Um erro de 200 anos apagou a identidade desta mulher enterrada perto de Stonehenge, até que o DNA contou outra história

Durante mais de 200 anos, um esqueleto enterrado perto de Stonehenge foi descrito como o de um homem forte e poderoso.

Durante mais de 200 anos, um esqueleto enterrado perto de Stonehenge foi descrito como o de um homem forte e poderoso. Agora, análises de DNA antigo revelam que a chamada “xamã de Upton Lovell” era uma mulher, possivelmente uma ourives experiente que dominava uma das tecnologias mais avançadas da Idade do Bronze.

A sepultura foi descoberta em 1801, na região de Upton Lovell, a cerca de 16 quilômetros de Stonehenge.
A sepultura foi descoberta em 1801, na região de Upton Lovell, a cerca de 16 quilômetros de Stonehenge. - Imagem gerada por IA

Como uma mulher foi confundida com um homem?

A sepultura foi descoberta em 1801, na região de Upton Lovell, a cerca de 16 quilômetros de Stonehenge. Na época, o arqueólogo William Cunnington observou a robustez dos ossos e concluiu que pertenciam a um homem. Essa interpretação atravessou dois séculos e influenciou pesquisas, reconstruções e exposições sobre o achado.

Os objetos funerários reforçaram a antiga suposição. Ferramentas, um machado de pedra e elementos associados a atividades cerimoniais foram automaticamente ligados ao universo masculino. A conclusão refletia mais as ideias modernas sobre gênero do que uma evidência científica capaz de determinar o sexo biológico da pessoa enterrada.

Suposições baseadas em estereótipos distorceram a classificação biológica de fósseis.
Suposições baseadas em estereótipos distorceram a classificação biológica de fósseis. - Imagem gerada por IA.

O que a análise de DNA revelou?

Pesquisadores do Instituto Francis Crick, em Londres, analisaram material genético retirado do crânio, de um dente e de um osso do dedo do pé. Todas as amostras apresentaram cromossomos XX, indicando que o esqueleto de aproximadamente 4 mil anos pertencia biologicamente a uma mulher.

Os resultados fazem parte da exposição We Go Way Back, dedicada ao modo como o DNA antigo está transformando o conhecimento sobre populações do passado. Segundo o Museu de Wiltshire, responsável pela coleção, as amostras produziram resultados consistentes e não mostraram sinais de que ossos de indivíduos diferentes estivessem misturados.

Quais objetos indicam que ela trabalhava com ouro?

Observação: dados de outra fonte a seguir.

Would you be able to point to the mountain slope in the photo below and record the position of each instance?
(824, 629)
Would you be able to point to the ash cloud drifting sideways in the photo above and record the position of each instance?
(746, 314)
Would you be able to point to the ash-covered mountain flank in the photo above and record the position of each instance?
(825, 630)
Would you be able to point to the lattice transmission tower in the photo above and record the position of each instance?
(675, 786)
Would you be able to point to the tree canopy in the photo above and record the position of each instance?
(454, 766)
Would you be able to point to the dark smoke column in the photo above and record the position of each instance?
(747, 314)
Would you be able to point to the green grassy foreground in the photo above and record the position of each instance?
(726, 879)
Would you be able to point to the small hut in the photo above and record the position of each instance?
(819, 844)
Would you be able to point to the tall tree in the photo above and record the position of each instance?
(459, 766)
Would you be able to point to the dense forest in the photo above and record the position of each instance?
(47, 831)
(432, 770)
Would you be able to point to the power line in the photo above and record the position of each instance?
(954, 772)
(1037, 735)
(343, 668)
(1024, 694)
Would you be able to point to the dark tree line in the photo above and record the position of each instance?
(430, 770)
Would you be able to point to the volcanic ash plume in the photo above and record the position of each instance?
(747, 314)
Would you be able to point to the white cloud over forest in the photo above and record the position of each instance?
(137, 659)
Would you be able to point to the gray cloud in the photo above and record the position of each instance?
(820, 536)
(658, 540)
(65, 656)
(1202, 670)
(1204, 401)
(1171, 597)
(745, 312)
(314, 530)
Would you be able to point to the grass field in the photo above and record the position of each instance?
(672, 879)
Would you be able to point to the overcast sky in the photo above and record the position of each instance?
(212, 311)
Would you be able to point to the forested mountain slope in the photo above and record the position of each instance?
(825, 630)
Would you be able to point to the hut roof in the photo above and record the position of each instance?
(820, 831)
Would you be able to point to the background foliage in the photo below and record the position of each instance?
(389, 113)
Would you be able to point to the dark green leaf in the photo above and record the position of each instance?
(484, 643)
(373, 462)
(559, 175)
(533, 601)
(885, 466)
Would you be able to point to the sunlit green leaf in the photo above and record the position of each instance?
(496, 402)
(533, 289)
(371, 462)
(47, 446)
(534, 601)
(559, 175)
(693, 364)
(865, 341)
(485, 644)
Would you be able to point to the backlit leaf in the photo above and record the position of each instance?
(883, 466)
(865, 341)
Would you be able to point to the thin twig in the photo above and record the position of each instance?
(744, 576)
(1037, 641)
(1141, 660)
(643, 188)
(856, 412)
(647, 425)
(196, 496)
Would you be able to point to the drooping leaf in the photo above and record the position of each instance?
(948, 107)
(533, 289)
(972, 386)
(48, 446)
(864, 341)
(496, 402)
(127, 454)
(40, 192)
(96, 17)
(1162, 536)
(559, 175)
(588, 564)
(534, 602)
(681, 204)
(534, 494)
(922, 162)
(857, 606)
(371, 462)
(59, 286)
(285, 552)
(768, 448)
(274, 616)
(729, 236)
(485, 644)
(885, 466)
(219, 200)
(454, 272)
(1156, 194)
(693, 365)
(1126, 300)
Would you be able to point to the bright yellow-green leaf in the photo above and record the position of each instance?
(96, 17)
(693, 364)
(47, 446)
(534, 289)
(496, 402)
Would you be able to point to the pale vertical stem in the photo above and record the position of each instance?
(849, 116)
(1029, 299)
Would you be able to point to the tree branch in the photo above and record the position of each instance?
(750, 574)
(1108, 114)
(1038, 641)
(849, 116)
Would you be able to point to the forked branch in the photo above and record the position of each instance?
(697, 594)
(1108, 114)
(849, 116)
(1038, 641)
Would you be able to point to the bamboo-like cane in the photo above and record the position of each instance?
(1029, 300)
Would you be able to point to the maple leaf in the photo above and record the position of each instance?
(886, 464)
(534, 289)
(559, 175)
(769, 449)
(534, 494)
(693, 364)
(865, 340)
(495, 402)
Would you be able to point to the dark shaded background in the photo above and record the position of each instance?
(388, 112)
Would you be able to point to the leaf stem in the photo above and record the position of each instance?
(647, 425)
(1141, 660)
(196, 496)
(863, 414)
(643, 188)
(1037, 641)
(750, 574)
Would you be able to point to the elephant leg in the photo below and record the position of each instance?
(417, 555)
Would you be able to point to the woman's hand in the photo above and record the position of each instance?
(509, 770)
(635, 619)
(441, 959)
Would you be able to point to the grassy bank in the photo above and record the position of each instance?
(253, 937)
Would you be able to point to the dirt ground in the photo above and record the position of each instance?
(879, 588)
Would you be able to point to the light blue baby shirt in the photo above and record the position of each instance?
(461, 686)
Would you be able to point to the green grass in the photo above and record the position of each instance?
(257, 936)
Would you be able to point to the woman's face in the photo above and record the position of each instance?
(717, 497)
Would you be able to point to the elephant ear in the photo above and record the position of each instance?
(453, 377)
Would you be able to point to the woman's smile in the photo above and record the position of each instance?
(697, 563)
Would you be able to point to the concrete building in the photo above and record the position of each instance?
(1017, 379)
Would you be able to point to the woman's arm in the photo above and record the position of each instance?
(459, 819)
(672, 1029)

Estudos recentes mostraram que os artefatos encontrados no túmulo formavam um conjunto especializado para trabalhar metais preciosos. Alguns instrumentos preservavam vestígios de ouro, indicando que a mulher poderia fabricar ou decorar peças com folhas extremamente finas desse material.

Entre os objetos associados ao trabalho artesanal estavam:

  • Ferramentas de pedra com vestígios de ouro;
  • Pedra de toque usada para avaliar a qualidade do metal;
  • Recipientes feitos com esponjas fossilizadas;
  • Instrumentos utilizados para alisar folhas de ouro;
  • Machado de pedra possivelmente reaproveitado como martelo.

    Conjunto especializado de ferramentas indica trabalho avançado com metais preciosos.
    Conjunto especializado de ferramentas indica trabalho avançado com metais preciosos. - Museu de Wiltshire

O corpo também guardava marcas do trabalho?

A mulher provavelmente tinha mais de 45 anos e uma constituição física robusta. Os pesquisadores identificaram sinais de osteoartrite no pulso direito, alteração compatível com movimentos repetitivos realizados durante muitos anos. A evidência fortalece a interpretação de que ela manipulava ferramentas regularmente.

Seu túmulo também continha ossos perfurados de animais, possivelmente costurados em uma veste cerimonial, além de objetos de alto valor simbólico. Por isso, ela pode ter acumulado funções religiosas e artesanais. Na Idade do Bronze, transformar minério em metal era um conhecimento raro, complexo e cercado de prestígio.

A descoberta muda o papel das mulheres na pré-história

O caso demonstra como antigas classificações podem ser influenciadas por estereótipos. Armas e ferramentas não provam automaticamente que um esqueleto era masculino, assim como joias não indicam necessariamente uma pessoa feminina. O DNA permite revisar essas ideias e construir retratos mais precisos das sociedades antigas.

Reexaminar coleções arqueológicas tornou-se urgente, pois outros esqueletos podem ter sido classificados de maneira equivocada. A ourives de Upton Lovell não representa apenas uma correção histórica. Ela mostra que mulheres dominaram conhecimentos valiosos, ocuparam posições de prestígio e deixaram marcas que a ciência finalmente começou a reconhecer.